Technology is assisting TOU approaches as smart appliances gain the ability to respond to electric utility pricing signals. Thermostats can be programmed to “pre-cool” a house by boosting the air conditioning an hour or two before a peak period begins and then setting back temperature setpoints when prices rise. Similarly, smart water heaters—typically a home’s biggest energy user—can automatically set their temperatures back when rates tick upward.
The need for this responsive approach will only become more important as electric vehicle (EV) adoption grows. Electric utilities in multiple states now offer EV drivers incentives for charging in off-peak times. In some cases, these involve a separate, dedicated meter for charging equipment. Charging equipment manufacturers have responded by adding app-based controls for owners that make scheduling vehicle charging as easy as a tap on a smartphone screen.
On the utility side of new rate-setting approaches, regulators in several states are exploring performance-based rate-making (PBR) plans, in which utilities’ compensation is based on meeting regulator-defined public policy goals. Hawaii has gone the farthest in this regard. Last year, Hawaiian Electric Industries Inc., parent of the three utilities that serve approximately 95% of the state’s population, began operating completely under a new PBR framework established by the Hawaii Public Utilities Commission.

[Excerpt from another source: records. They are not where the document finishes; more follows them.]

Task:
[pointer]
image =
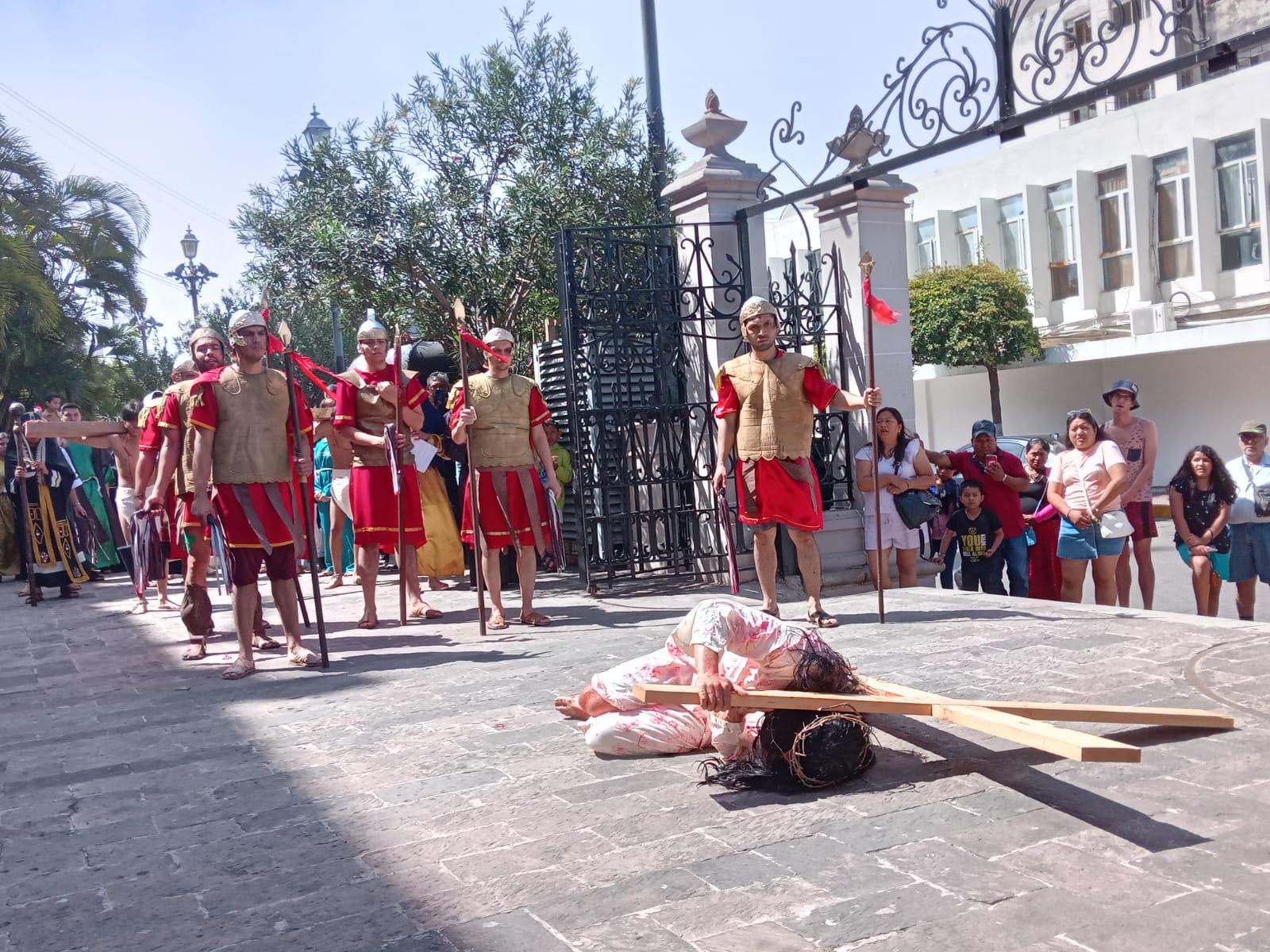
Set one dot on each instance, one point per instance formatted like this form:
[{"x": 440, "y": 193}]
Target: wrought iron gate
[{"x": 645, "y": 317}]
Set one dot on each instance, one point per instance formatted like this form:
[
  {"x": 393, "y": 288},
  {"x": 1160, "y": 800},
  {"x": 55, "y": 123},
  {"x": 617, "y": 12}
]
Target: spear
[
  {"x": 29, "y": 552},
  {"x": 398, "y": 378},
  {"x": 867, "y": 266},
  {"x": 473, "y": 476},
  {"x": 304, "y": 495}
]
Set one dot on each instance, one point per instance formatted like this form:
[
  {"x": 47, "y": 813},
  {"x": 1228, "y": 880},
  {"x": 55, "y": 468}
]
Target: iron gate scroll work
[{"x": 641, "y": 310}]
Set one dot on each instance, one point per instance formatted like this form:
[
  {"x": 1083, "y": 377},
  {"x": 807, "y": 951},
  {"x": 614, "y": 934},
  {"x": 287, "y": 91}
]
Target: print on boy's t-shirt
[{"x": 976, "y": 535}]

The utilities will face a lower regulatory burden—for example, rate cases will extend over five years instead of the previous three. An annual revenue adjustment will limit utility revenue growth to the rate of inflation, along with guaranteed returns on specific expenditures, minus certain earnings shared with customers. However, additional provisions in the plan allow for increased earnings during the current five-year rate plan. These include rewards for adding renewables to the distribution system more quickly than scheduled under Hawaii’s 2045 target for 100% renewable generation.
Other states pursuing PBR approaches include Nevada, where utility commissioners have proposed performance-based incentives to encourage peak load reduction, transportation electrification and greenhouse gas emissions reductions. In addition, Minnesota, Connecticut, Illinois and North Carolina are also exploring how such a regulatory framework could benefit their residents while still supporting utility innovation.